Friday, July 18, 2008

Choosing A Cell Phone: A Ladies Primer


I'm getting quite excited. Next week I get to pick out a new cell phone.
But for those that know me, you all understand that it may prove to be quite a shock to the system. There are so many options to choose from anymore. How does a gal know what's right for her? So, I am making a quick list of things I must have and nix those options I don't really need. Take notes, girls.

Well, to begin with, the cell phone must be easy to hold and transport.
I don't want to dig into my purse to find some teensy, tiny, matchbook-sized phone beeping out “Love Shack” for everybody in WalMart to hear. People have a strange tendency to stare at a woman who has a purse as big as a bowling bag and a phone as small as a cracker. Especially when she's spilling out every piece of change and sticky gum wrapper and old receipt that she's toting around, trying to find the source of the musical ring - the entire time mumbling, “Crap, crap, crap...” under her breath in the Bible aisle.

Okay, so now we move along to the buttons:
I don't see well without my glasses, (which are usually sitting in the bathroom next to my stack of reading material). But, heck, I don't see that great with them, either! So, the buttons must be legible in an emergency. I'll never get 911 by dialing 622 or 844 or whatever my blurred vision tricks me into seeing. Ideally, the buttons must be larger than a grain of salt- but smaller than a Post-It note. I am hoping to find a phone with buttons as large as a stamp. There is nothing more difficult in the world than trying to push a pea sized button with a bratwurst-sized finger!

There are so many added features to cell phones today. However, I've narrowed it down quite nicely, I think:
I don't need texting because I can't type faster than 10wpm anyway. By the time I got done typing in "hello", I coulda visited in person!
I don't need television or game capability- it's hard enough to see my 40 inch flat screen at home when I'm sitting two feet in front of it!
I definitely don't want Blue Tooth.( Sorry, but there isn't anything more ridiculous in the world than seeing a grown woman with a bird-sized ear bud wrapped around her lobe, talking to herself in the ladies room). (It's truly embarrassing, too, when you continue to answer her questions from the adjacent stall, not realizing she's Blue Toothin' with her mother the whole time!")
I don't need GPS features. I know my way to get groceries, the mall, and the drive through at the liquor store- so what's to need?!! I've never gotten lost yet. (Now, if they want to add something that will help me remember where I parked my car, I'm all for it!)

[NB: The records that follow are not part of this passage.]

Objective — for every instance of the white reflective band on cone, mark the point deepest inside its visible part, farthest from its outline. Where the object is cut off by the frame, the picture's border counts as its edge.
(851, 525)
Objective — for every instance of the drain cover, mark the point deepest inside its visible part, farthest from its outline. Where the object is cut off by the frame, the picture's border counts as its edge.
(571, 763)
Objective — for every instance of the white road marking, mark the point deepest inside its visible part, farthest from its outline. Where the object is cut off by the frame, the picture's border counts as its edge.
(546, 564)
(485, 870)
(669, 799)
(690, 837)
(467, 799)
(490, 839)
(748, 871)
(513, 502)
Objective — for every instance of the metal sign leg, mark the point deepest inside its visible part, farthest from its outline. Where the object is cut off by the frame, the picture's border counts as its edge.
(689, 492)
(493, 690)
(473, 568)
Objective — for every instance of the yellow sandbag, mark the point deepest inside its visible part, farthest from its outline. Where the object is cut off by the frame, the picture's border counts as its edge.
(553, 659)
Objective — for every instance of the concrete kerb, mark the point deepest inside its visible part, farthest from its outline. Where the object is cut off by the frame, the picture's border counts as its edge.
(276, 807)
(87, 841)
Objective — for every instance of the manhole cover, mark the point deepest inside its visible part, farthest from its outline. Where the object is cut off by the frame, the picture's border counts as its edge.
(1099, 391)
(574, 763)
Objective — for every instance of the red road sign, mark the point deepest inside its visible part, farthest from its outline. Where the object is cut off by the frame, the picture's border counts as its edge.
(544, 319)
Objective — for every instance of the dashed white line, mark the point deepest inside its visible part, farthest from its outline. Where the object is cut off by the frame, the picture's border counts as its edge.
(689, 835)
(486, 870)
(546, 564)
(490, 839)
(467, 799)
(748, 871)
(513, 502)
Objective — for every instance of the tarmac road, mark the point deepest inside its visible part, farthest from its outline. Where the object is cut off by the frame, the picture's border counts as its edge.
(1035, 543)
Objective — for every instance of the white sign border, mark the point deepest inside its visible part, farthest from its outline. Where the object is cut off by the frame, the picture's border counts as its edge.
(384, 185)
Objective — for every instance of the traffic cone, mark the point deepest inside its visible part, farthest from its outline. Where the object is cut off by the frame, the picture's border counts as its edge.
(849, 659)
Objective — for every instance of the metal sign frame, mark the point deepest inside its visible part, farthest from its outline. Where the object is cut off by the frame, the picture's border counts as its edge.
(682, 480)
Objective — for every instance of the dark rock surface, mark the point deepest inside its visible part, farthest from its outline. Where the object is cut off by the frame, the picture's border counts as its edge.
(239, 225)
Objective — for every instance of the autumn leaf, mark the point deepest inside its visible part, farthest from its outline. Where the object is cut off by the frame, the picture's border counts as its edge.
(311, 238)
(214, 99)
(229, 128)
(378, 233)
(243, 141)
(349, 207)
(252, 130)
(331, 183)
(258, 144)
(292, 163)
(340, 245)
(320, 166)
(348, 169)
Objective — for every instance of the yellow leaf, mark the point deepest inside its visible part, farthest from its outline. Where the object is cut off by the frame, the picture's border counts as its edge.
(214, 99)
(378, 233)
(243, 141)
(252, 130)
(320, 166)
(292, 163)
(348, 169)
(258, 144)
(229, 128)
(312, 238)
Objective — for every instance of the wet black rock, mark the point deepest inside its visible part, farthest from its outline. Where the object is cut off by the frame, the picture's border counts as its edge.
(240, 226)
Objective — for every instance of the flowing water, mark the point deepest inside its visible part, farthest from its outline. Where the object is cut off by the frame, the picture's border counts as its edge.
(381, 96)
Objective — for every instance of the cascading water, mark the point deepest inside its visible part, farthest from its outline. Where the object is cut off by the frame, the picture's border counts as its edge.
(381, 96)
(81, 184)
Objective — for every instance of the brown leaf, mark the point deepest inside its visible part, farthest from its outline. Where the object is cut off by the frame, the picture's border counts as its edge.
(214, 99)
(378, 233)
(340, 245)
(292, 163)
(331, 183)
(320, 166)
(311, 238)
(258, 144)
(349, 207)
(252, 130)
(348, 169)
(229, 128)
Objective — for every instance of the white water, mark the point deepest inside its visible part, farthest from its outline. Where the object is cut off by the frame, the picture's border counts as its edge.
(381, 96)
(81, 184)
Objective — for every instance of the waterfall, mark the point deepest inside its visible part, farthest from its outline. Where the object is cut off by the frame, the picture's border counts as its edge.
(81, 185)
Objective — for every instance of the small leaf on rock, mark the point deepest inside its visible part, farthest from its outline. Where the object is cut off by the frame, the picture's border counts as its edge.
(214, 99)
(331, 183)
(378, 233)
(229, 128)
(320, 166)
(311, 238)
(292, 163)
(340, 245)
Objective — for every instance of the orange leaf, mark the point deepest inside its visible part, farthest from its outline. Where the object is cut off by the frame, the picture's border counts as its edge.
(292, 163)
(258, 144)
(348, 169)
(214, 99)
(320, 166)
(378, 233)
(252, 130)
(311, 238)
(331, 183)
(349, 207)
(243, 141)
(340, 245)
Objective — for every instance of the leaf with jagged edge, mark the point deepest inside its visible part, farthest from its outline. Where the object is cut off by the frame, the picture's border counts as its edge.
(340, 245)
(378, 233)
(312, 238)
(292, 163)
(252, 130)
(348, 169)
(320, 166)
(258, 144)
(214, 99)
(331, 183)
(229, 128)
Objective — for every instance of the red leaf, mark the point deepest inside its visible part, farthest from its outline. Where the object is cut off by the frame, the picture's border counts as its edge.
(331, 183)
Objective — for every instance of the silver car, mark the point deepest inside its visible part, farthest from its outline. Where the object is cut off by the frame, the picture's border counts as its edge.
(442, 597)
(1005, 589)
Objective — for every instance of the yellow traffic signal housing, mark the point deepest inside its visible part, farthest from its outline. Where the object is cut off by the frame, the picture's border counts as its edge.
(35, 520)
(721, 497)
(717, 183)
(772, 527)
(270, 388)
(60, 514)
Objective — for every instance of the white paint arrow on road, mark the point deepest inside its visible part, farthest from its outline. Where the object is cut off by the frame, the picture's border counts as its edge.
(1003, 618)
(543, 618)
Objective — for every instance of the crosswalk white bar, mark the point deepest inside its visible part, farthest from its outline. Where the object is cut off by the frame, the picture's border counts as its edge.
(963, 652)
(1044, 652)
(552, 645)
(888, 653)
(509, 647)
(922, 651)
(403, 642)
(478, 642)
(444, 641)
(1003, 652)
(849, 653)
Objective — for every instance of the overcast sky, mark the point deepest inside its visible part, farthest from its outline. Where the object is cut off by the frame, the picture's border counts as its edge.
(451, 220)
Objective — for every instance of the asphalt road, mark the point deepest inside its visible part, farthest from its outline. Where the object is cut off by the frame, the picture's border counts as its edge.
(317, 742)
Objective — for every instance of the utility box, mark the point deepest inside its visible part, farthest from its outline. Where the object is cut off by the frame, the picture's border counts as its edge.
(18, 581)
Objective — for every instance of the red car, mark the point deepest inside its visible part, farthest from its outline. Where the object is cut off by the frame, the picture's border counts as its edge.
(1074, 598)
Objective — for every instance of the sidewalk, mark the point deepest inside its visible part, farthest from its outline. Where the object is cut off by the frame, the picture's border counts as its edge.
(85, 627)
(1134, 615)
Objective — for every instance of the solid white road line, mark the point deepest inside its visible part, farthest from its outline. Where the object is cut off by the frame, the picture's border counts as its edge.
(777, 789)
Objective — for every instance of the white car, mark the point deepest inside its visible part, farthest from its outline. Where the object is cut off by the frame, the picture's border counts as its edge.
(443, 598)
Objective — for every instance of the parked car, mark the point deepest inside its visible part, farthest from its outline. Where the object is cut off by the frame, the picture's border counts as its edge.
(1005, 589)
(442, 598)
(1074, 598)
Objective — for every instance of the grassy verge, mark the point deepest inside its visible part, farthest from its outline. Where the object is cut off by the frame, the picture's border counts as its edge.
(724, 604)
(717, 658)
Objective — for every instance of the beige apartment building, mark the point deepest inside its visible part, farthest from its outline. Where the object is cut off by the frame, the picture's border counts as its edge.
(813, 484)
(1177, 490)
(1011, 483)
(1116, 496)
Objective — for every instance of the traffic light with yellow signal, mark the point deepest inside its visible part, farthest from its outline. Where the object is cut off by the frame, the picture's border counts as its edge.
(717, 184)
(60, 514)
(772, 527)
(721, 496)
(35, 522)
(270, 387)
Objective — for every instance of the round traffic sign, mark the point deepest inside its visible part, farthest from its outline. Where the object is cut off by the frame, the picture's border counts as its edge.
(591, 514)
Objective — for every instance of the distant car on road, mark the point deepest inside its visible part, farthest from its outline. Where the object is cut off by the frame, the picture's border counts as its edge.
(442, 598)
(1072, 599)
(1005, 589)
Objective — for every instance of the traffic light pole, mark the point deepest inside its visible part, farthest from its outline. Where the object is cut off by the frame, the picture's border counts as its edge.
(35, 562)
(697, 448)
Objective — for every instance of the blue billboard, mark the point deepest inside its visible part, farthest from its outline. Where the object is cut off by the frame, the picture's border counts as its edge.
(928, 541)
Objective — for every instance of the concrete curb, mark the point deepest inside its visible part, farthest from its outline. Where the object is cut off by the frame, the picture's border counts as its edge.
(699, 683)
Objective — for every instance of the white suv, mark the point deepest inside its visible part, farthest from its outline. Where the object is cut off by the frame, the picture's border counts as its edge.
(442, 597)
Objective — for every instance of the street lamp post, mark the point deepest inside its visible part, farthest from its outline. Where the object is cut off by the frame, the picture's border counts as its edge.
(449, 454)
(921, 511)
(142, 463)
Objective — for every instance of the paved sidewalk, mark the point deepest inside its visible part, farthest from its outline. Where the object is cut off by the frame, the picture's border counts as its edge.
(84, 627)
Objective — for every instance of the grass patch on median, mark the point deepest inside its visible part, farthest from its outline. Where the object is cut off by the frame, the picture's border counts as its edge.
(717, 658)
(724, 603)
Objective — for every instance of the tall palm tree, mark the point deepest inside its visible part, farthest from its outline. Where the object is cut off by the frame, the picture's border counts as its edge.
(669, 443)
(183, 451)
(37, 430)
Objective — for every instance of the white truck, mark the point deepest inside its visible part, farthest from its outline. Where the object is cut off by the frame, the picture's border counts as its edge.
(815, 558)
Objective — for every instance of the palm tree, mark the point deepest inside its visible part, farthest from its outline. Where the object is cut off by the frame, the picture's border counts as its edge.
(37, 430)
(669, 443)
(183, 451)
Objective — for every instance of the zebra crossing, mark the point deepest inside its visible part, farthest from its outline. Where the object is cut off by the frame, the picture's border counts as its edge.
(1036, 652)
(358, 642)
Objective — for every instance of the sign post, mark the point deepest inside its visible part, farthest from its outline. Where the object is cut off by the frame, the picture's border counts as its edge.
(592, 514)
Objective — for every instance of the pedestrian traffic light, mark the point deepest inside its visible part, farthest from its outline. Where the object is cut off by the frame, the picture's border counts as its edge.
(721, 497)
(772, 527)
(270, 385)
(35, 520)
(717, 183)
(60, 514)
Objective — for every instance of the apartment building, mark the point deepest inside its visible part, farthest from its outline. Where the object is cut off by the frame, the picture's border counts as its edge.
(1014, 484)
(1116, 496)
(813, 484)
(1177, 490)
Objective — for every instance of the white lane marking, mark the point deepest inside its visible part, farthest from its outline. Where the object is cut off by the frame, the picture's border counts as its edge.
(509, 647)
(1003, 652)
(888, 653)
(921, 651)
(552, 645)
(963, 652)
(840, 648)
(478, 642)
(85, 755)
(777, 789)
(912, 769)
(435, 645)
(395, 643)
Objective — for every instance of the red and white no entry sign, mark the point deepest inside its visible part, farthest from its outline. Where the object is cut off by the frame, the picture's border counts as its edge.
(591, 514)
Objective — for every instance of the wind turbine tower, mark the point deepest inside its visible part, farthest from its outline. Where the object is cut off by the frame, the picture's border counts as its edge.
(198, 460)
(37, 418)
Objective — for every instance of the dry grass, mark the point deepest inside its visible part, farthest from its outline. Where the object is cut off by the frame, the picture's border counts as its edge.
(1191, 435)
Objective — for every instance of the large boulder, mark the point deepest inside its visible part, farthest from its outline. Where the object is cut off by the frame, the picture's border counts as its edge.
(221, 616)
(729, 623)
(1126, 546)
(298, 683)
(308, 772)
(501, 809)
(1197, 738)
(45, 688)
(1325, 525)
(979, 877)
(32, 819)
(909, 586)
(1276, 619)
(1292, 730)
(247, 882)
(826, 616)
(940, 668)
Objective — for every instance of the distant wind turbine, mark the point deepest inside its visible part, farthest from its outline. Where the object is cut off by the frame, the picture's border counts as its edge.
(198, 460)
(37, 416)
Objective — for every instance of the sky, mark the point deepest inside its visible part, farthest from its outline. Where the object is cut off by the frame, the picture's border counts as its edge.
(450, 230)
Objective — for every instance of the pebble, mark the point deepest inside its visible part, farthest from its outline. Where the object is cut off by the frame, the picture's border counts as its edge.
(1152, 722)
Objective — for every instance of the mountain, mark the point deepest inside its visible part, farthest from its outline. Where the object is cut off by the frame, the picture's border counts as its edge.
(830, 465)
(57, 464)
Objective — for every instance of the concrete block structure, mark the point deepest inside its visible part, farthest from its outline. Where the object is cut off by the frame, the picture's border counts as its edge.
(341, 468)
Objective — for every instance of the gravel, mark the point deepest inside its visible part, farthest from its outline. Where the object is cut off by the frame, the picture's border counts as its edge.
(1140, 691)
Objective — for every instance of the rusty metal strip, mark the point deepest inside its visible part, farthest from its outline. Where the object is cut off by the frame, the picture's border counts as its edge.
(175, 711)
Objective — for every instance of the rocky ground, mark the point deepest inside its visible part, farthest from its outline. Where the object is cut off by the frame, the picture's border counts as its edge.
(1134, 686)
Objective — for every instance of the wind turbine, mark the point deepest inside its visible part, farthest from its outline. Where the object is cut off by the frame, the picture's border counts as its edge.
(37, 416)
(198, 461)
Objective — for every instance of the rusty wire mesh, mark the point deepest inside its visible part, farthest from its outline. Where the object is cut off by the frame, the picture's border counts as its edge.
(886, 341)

It's amazing how cell phones emerged from black and silver into cool blue, vibrant orange, passionate purple, frosted cranberry and apple green. Keep it simple, I always say. Besides, when I see a fifty year old lady with a pink phone, I put her right straight into the Floozie catagory. Don't you agree?

Although I need the basics, this one thing is very important- I don't want anything cheap. No plastic or wobbly buttons or antennas that break off. No flips that flop or bar phones that bend. No chocolate that melts down or blackberries that turn sour. (That's a joke there).

MP3, internet, music files, and 1500 ring tones? Don't need 'em. Just give me two or three rings to choose from, such as a beep, a chime, and “Sweet Home Alabama”- (I will choose-depending on how wild a mood I'm in).
As far as all the added features, the only one I really want is a camera. Don't figure I'll ever really use it, but as I always tell people - you never know when you might run across a UFO or Big Foot and not have a freakin' camera looped around your neck!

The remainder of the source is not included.